MMTC has been used by previous researchers (Ecker et al., 2006; Hamzei et al., 2016) and has the advantage of being more objective than the subjective assessment by an investigator. Sections were analyzed at × 100 field view using a Tissuefax Plus system based on Zeiss® AxioImagerZ2 Microscope (Jena, Germany). Images were acquired with the TissueFaxs (Tissue-Gnostics®, Vienna, Austria) software. The percentage of NeuN-, GRP78-, ATF4-, and CHOP- positive immunostaining cells in the largest hypothalamus area was quantified using HistoQuest® (Tissue-Gnostics) software.
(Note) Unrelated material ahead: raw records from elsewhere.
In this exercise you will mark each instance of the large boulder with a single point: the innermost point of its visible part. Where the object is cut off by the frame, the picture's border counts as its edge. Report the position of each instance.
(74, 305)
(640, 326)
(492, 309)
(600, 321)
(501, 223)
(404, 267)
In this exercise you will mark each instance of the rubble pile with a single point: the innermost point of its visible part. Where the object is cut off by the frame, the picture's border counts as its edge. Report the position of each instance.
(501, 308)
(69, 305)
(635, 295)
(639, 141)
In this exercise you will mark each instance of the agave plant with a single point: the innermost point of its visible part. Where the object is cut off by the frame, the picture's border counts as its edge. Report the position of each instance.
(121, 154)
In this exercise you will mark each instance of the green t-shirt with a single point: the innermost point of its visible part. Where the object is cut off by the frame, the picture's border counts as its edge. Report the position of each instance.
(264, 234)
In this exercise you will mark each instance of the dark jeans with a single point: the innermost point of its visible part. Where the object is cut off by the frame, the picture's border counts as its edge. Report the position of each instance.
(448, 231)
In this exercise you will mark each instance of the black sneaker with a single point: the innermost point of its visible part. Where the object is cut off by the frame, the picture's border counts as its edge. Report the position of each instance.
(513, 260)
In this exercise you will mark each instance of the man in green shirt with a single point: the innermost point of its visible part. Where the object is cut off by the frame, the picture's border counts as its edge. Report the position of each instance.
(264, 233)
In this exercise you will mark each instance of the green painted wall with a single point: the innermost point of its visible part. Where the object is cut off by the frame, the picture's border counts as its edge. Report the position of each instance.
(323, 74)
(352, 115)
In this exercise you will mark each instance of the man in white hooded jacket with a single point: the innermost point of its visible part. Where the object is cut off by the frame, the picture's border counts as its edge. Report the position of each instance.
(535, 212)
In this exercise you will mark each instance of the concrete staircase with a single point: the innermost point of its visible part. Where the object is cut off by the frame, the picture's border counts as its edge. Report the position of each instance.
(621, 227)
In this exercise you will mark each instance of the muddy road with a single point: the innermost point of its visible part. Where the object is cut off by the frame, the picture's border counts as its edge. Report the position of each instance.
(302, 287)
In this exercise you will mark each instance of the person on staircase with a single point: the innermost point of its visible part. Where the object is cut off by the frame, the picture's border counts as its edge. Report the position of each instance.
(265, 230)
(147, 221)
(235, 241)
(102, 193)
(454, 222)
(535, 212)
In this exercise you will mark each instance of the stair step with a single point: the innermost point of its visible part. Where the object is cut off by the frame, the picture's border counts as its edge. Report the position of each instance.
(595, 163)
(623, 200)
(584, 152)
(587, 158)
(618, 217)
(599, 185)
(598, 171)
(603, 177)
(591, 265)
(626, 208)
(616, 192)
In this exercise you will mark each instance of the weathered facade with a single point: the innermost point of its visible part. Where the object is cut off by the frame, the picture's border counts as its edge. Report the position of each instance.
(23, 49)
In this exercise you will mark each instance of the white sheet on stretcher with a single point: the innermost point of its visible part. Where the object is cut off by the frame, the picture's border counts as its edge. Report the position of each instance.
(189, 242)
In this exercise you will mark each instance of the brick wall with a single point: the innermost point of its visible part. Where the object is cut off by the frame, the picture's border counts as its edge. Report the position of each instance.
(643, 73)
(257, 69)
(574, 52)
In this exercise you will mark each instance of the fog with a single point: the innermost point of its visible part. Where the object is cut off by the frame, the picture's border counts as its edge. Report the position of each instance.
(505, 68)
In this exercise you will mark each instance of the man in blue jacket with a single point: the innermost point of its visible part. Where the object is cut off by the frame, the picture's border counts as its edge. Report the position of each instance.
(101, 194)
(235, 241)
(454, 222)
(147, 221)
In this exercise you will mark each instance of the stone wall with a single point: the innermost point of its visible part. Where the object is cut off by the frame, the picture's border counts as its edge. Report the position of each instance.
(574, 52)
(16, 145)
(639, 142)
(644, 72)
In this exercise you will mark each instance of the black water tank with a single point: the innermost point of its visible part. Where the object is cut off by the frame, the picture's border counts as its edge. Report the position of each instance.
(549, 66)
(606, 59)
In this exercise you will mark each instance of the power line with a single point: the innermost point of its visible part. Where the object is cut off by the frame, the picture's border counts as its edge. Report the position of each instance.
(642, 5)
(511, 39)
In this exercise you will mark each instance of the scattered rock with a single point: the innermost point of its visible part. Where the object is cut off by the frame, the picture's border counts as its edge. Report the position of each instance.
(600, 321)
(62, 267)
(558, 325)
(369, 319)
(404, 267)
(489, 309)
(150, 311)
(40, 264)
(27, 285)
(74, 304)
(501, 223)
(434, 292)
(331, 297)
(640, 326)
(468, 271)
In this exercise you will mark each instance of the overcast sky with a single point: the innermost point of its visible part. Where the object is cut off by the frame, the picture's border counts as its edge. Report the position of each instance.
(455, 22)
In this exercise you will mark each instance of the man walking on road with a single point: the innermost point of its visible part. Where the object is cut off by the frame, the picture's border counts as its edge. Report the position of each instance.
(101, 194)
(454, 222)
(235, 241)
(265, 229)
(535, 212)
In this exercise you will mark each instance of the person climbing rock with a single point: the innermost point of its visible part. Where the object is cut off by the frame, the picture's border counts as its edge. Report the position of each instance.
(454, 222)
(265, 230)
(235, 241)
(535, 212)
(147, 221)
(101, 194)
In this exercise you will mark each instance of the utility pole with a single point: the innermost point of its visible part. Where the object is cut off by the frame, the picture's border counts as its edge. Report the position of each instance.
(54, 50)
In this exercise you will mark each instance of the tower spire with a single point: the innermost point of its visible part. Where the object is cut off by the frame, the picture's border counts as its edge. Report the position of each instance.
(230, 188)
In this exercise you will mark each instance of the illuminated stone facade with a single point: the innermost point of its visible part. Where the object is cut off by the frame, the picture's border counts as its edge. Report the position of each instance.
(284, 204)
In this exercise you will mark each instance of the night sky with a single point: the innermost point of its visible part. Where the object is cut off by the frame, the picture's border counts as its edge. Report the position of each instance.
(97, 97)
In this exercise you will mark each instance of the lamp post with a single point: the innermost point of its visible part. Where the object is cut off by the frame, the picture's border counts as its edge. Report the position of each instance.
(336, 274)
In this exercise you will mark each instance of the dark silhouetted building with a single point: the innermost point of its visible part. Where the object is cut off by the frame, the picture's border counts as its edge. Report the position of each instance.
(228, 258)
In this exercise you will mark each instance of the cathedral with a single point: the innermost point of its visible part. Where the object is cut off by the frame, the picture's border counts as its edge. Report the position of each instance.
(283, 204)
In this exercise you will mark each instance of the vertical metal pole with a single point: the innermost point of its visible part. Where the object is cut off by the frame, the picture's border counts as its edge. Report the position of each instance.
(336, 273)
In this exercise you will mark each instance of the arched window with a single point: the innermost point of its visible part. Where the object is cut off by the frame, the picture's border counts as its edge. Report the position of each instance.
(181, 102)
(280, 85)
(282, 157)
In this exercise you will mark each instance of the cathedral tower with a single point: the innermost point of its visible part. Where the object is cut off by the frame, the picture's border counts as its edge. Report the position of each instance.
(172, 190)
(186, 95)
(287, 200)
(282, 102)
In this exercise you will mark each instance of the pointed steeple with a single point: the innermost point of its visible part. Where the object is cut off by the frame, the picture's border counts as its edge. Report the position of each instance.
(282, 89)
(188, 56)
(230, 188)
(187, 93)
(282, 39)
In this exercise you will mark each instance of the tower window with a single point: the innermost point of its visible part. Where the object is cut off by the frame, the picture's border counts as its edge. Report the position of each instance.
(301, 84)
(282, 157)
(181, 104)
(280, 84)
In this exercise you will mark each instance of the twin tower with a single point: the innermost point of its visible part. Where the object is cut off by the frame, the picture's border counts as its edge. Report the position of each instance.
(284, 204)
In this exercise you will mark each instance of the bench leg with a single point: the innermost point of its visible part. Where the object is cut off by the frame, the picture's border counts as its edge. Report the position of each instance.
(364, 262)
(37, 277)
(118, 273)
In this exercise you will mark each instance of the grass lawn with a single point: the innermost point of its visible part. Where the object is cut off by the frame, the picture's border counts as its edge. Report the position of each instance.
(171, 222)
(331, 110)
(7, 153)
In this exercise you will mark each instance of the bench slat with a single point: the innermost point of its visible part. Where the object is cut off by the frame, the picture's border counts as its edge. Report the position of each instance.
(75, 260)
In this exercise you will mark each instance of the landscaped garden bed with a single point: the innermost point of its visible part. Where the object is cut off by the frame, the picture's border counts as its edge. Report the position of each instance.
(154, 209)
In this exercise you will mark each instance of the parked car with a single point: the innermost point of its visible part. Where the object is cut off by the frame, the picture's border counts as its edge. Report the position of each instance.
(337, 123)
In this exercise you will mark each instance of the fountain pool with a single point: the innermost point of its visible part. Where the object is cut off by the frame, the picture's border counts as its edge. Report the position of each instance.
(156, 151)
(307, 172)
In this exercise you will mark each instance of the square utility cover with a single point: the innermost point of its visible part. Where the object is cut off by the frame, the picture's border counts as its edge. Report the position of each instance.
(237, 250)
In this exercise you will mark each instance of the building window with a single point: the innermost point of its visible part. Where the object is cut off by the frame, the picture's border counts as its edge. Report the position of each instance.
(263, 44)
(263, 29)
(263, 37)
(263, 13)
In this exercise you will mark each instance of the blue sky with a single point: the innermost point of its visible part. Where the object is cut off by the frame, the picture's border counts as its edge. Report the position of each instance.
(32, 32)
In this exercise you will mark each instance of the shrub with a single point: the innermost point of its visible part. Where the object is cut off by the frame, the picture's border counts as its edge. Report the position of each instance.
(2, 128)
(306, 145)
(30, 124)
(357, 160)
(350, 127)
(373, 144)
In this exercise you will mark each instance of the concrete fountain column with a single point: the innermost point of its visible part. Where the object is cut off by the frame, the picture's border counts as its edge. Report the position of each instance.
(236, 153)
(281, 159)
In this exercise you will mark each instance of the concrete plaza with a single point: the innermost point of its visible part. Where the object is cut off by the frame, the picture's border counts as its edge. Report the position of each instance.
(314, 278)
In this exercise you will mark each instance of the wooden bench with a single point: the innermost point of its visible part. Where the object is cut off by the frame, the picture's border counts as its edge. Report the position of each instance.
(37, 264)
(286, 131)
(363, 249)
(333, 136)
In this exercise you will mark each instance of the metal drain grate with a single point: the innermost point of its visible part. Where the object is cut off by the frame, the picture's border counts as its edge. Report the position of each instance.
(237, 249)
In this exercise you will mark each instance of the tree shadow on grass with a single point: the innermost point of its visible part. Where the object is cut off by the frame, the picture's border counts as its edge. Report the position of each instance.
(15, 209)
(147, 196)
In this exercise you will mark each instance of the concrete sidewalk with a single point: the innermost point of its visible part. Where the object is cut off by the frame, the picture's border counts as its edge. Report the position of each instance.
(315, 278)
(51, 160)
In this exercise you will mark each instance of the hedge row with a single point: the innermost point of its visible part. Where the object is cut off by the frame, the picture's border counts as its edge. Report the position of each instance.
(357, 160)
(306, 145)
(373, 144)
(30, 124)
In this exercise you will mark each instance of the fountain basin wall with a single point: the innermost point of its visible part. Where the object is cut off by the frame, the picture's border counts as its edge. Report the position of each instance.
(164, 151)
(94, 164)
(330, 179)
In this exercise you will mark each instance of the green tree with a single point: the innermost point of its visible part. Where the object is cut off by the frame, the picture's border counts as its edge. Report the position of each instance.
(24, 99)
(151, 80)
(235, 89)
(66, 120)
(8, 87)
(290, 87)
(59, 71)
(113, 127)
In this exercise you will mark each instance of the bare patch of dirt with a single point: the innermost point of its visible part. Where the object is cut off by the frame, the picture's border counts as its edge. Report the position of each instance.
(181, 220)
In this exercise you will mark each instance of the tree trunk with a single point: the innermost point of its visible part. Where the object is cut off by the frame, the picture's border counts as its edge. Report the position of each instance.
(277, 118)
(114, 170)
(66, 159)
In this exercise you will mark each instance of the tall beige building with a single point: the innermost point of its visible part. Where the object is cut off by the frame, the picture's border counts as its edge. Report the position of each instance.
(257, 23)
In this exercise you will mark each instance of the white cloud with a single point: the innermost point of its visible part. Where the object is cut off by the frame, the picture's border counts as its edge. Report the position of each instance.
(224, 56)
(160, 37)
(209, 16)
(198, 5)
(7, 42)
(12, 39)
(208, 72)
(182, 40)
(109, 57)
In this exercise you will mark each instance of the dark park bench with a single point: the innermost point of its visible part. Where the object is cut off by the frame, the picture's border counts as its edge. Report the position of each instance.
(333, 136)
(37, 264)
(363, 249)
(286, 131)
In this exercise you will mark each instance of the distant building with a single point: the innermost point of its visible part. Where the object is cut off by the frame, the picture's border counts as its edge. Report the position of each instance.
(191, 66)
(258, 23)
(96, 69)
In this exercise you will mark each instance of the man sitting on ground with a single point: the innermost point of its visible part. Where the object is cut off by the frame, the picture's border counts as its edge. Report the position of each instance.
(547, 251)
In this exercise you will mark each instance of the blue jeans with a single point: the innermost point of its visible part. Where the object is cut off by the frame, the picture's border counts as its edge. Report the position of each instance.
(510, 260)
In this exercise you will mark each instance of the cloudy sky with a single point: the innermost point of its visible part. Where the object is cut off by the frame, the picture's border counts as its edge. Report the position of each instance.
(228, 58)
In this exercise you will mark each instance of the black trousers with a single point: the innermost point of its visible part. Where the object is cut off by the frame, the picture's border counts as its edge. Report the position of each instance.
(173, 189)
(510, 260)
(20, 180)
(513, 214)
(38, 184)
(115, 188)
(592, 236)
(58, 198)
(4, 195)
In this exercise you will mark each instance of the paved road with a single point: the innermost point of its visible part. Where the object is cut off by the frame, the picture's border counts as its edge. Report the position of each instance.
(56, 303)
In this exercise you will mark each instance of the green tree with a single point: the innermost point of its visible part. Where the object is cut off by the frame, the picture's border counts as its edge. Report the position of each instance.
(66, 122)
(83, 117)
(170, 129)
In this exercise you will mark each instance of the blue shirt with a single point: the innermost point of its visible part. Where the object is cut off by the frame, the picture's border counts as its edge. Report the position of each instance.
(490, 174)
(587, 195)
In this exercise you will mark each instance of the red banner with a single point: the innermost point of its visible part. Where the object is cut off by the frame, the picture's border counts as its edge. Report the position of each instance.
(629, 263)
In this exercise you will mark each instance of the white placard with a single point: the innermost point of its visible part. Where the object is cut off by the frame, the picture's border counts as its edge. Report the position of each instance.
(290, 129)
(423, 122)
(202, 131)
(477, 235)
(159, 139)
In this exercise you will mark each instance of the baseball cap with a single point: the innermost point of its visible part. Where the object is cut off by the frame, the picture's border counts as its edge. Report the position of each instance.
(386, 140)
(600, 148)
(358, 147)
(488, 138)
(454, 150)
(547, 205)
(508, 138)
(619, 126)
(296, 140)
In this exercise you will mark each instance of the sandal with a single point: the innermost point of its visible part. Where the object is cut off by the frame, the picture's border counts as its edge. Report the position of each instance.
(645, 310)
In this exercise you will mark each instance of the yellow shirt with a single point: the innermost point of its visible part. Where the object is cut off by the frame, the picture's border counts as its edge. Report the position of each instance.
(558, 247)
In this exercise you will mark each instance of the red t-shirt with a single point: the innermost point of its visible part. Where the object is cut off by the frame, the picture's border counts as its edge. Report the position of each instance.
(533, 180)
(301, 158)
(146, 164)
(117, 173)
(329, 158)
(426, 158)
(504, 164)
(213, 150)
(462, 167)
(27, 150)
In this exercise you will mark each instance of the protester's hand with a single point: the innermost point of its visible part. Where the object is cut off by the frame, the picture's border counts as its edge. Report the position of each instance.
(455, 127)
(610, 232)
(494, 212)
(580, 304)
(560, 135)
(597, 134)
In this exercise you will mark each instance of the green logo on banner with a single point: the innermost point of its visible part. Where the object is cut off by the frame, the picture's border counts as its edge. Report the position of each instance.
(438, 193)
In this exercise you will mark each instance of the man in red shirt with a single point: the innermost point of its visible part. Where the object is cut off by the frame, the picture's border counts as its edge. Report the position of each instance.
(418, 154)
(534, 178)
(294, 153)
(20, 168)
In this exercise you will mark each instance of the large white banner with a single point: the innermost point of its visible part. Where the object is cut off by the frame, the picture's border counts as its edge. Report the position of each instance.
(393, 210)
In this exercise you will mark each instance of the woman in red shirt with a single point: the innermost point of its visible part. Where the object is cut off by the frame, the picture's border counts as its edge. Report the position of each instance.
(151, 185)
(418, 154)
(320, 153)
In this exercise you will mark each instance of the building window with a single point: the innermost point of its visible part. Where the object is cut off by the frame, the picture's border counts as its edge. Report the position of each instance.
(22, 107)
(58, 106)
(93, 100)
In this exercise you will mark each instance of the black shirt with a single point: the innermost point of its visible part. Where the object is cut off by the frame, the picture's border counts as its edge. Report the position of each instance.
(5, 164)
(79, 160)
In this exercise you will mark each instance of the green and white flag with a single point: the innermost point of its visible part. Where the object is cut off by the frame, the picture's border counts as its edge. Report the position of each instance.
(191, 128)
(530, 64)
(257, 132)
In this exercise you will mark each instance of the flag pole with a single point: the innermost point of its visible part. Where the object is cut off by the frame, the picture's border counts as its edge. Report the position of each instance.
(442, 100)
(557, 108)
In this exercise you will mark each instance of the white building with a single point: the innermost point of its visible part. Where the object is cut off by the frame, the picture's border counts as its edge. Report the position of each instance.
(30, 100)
HistoQuest® is an analytical tool used to quantify immunostaining based on single cells using the cell specific nucleus structure as the primary identification marker (hematoxylin), followed by an automatic segmentation of the immunostaining confined to the corresponding nucleus. A ring mask around this nucleus is interactively defined and set as parameter for sections stained with a certain marker-specific channel named single reference shade. The brown staining caused by chromogen (3,3′- diaminobenzidine, DAB) is automatically separated from the blue hematoxylin staining into their optical density counterparts. The mean optical density per cell is quantified by the segmentation method.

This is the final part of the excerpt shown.